The Ferat rally car used in the film was in fact a prototype for an unreleased sports model Skoda 110 Super Sport produced by Skoda Auto, now generally referred to as the Skoda Super Sport 'Ferat Vampir RSR' in homage to the film. White version of it, without 'vampiric' elements, made a brief appearance in earlier film Tomorrow I'll Wake Up and Scald Myself with Tea (1977).
Despite various mystifying stories about 'censorship' spread by Juraj Herz, the final cut of the film lacks only two scenes - one three seconds long shot of a dead body in a coffin (which was replaced by a shot of a coffin filled with dirt) and a longer animated sequence showing the 'guts' of the vampire car's engine, created by Jan Svankmajer. Everything else remained exactly as it was intended and filmed.
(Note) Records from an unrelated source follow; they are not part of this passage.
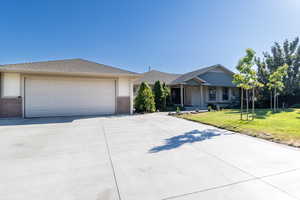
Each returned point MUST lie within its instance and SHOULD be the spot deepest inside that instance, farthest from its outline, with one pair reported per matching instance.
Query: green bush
(144, 101)
(159, 96)
(295, 106)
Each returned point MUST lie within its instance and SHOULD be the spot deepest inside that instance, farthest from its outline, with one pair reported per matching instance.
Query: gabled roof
(68, 66)
(195, 74)
(154, 75)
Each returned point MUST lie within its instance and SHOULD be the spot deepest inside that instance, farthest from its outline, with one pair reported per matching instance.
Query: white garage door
(45, 96)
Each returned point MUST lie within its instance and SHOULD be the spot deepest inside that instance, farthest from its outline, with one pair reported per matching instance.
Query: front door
(175, 94)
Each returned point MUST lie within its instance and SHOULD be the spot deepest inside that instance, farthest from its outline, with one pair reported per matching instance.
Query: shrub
(295, 106)
(159, 95)
(144, 101)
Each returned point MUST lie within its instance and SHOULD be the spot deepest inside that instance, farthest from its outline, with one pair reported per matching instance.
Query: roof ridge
(33, 62)
(154, 70)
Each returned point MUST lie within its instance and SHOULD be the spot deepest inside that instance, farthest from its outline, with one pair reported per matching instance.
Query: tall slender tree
(286, 53)
(276, 83)
(247, 80)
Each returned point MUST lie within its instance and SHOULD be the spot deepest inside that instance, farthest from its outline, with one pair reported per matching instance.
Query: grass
(282, 127)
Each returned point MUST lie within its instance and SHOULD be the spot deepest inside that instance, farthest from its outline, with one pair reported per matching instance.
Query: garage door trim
(52, 77)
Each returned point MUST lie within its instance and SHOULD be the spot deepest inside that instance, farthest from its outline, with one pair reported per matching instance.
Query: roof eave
(73, 73)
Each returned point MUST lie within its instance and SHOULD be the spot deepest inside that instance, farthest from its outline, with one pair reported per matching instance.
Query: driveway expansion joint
(111, 162)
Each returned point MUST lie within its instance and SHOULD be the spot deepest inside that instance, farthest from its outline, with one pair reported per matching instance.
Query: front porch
(199, 97)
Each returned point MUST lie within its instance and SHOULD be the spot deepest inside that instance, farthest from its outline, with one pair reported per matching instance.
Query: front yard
(283, 127)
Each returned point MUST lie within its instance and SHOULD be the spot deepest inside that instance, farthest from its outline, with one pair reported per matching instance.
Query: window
(225, 94)
(212, 94)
In 1962 Josef Nesvadba published a short story about a car powered by the driver's blood, called 'Vampire Ltd.'. Barrandov Studios immediately secured the film rights as part of an intended series of three horror adaptations of Nesvadba's stories to be made in co-production with American producer Samuel Z. Arkoff. 'Vampire Ltd.', written and directed by Pavel Hobl, was to be the first of these. The next film in the cycle was to be an adaptation of Nesvadba's short story 'The Second Island of Dr. Moreau', written by Milos Macourek and directed by Oldrich Lipský. However, the American side found both scripts "too arty and too bloody" for the American market and its strict rating system, so the co-production was dropped and the third film of the trilogy was not even developed. In 1967, Nesvadba himself wrote a new script called 'The Blood Red Car' and sold it to another American producer Ivan Reiner, who ultimately did not produce the film either. Uncertainty about who currently owned the rights led Nesvadba to writing a brand new short story on the same topic, 'The Vampire Twenty Years After', which he published in a Tvorba magazine in 1972. At this point, Juraj Herz came into the project and wrote a synopsis for his intended television adaptation of this later story, entitled 'Racing with Death'. After further peripeties, with the material being re-adapted by several other writers and for several other directors, it went back to Herz on the recommendation of Milos Macourek, who wrote the screenplay review, and the film was finally produced, 20 years on from the original intention to do so.
The company producing the blood-sucking car was called Vaduz in an earlier version of the script. The renaming to Ferat was for two reasons. Firstly, the name evokes the car companies Ferrari and Fiat, which corresponds with the film's intention to comment sarcastically on the efforts of multinational corporations to 'suck the life' out of their consumers. Secondly, the resulting Czech title 'Upír z Feratu' evokes the title of the classic vampire film Nosferatu: A Symphony of Horror (1922), whose Czech distribution title is 'Upír Nosferatu'.
The character of the psychiatrist, with his line about a fellow doctor who already wrote a story about biological cars twenty years ago, refers to the author of the short story the film is based on, Josef Nesvadba, who was a graduate of the medical faculty of psychiatry.